Designing a Process for Everyone
Hiring for a collaborative required an intentional and well-crafted interview process that balanced respect for candidates’ time and humanity, the desires of funders, the needs of the New Pluralists team, and the input of Field Builders. No small feat. Talent Citizen, alongside New Pluralist staff, designed a transparent process to help funders understand the candidate pool’s breadth and awesomeness while holding space for what the Field Builders need from New Pluralist staff. “We asked ourselves, how do we exemplify the tenets of pluralism while also moving things forward?” Welsh says. And, there was careful consideration and a feedback loop to ensure the process felt respectful to the candidates’ time and experience. The Talent Citizen team is always careful to ensure the process doesn’t feel exploitative for candidates and takes a human-centered approach that values their dignity.

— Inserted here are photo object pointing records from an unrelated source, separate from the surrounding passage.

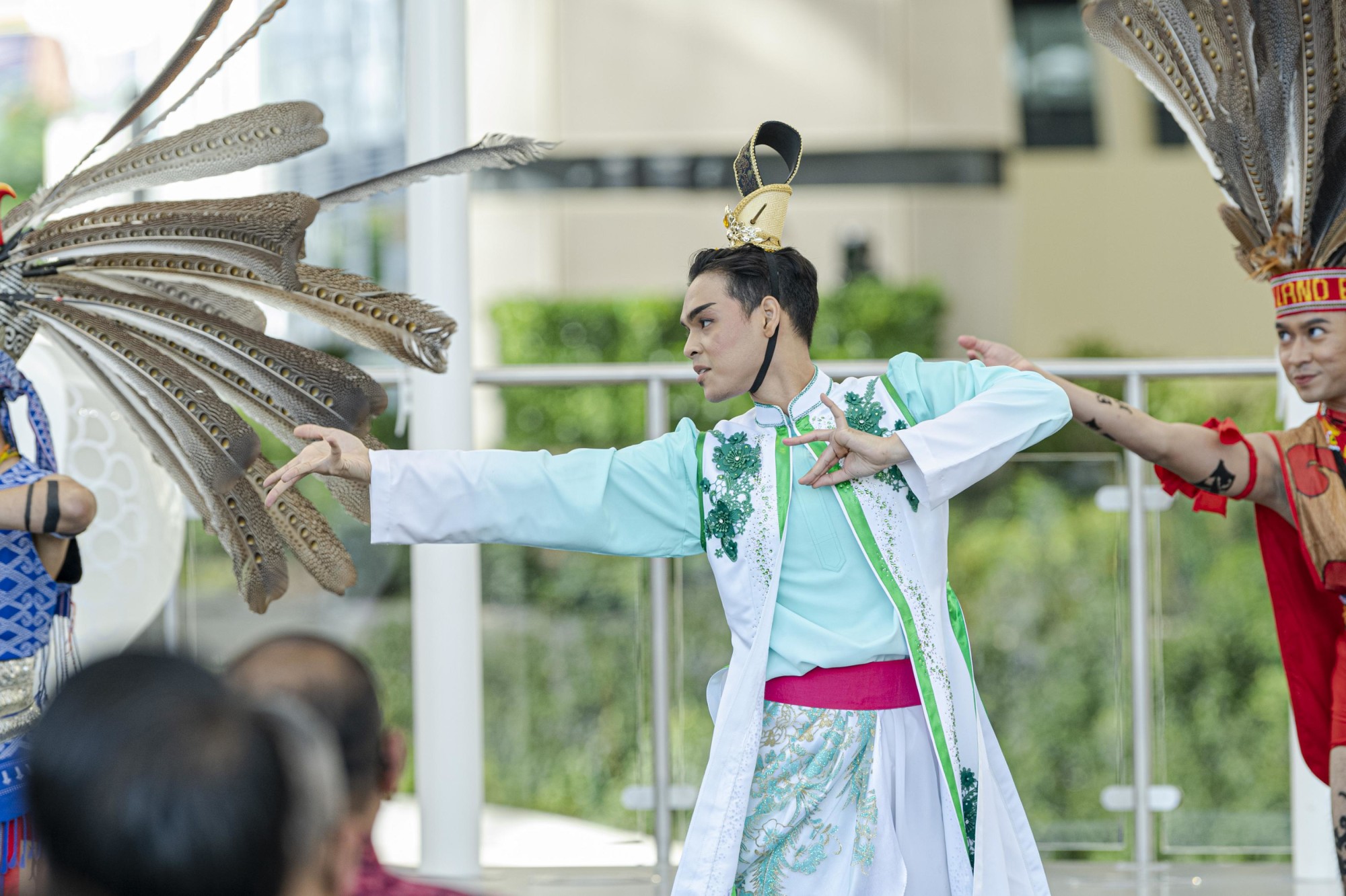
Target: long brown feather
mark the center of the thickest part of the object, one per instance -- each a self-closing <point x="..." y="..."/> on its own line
<point x="240" y="142"/>
<point x="301" y="385"/>
<point x="407" y="329"/>
<point x="259" y="235"/>
<point x="267" y="15"/>
<point x="219" y="443"/>
<point x="205" y="28"/>
<point x="236" y="516"/>
<point x="492" y="151"/>
<point x="306" y="533"/>
<point x="192" y="297"/>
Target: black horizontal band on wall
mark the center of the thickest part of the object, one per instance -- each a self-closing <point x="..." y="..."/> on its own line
<point x="898" y="167"/>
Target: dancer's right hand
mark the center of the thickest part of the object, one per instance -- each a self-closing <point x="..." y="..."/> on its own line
<point x="994" y="354"/>
<point x="334" y="453"/>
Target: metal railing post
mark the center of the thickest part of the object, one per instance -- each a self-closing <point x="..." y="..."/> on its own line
<point x="1142" y="706"/>
<point x="656" y="424"/>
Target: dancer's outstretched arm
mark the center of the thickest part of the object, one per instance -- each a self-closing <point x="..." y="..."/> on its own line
<point x="1193" y="453"/>
<point x="639" y="502"/>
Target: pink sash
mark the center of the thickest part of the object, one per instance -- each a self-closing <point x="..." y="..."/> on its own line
<point x="880" y="685"/>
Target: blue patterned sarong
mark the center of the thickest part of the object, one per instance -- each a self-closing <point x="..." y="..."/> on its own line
<point x="30" y="602"/>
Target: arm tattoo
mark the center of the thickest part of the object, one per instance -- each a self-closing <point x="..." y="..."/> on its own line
<point x="1094" y="424"/>
<point x="1107" y="400"/>
<point x="1219" y="482"/>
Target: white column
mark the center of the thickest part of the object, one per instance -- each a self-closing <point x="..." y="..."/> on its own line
<point x="1313" y="850"/>
<point x="446" y="579"/>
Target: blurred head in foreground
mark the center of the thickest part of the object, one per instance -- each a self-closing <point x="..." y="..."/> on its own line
<point x="150" y="780"/>
<point x="341" y="689"/>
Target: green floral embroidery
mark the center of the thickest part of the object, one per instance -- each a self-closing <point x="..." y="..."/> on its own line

One muscle that often needs to be built up when practicing pluralism is the ability to stop and check one’s assumptions, biases, and built-in behaviors. We’re all creatures of habit. It can be easy to fall into well-established patterns and behaviors and to feel cautious when faced with something new or challenging our worldview. But to work through our differences is a principle of pluralism that holds true for the recruiting process. For everyone involved, from the New Pluralist team to Talent Citizen to funders and Field Builders, there were moments when we fell into roles or paradigms that didn’t serve the process. Power dynamics, assumptions, and biases came into play, and we had to intentionally stop, recognize them, and take action to correct it. The self-awareness, intention, and space to do this are powerful, and we believe they helped us arrive where we did – with three exceptional new hires ready to put pluralism into action.
The Power of Pluralism for Recruiting
Most organizations have to hire. And often, it can be easy to view it as something transactional. But, it can also be an opportunity to live out values and principles. For us, practicing the principles of pluralism for recruiting was another opportunity to build these muscles and “walk the walk.” It can be a difficult walk, but we’re heartened to see pluralism receive more public attention than ever before, from a White House summit to recent opinion pieces in The New York Times and The Chronicle of Philanthropy, all pointing to how pluralism may be able to take philanthropy, and our country, in a different direction. And perhaps it’s also a different approach for hiring. This process to find Sarah, LaMonte, and Lauren left us not only with wonderful additions to our team but with a set of learnings on how to bring pluralism to life.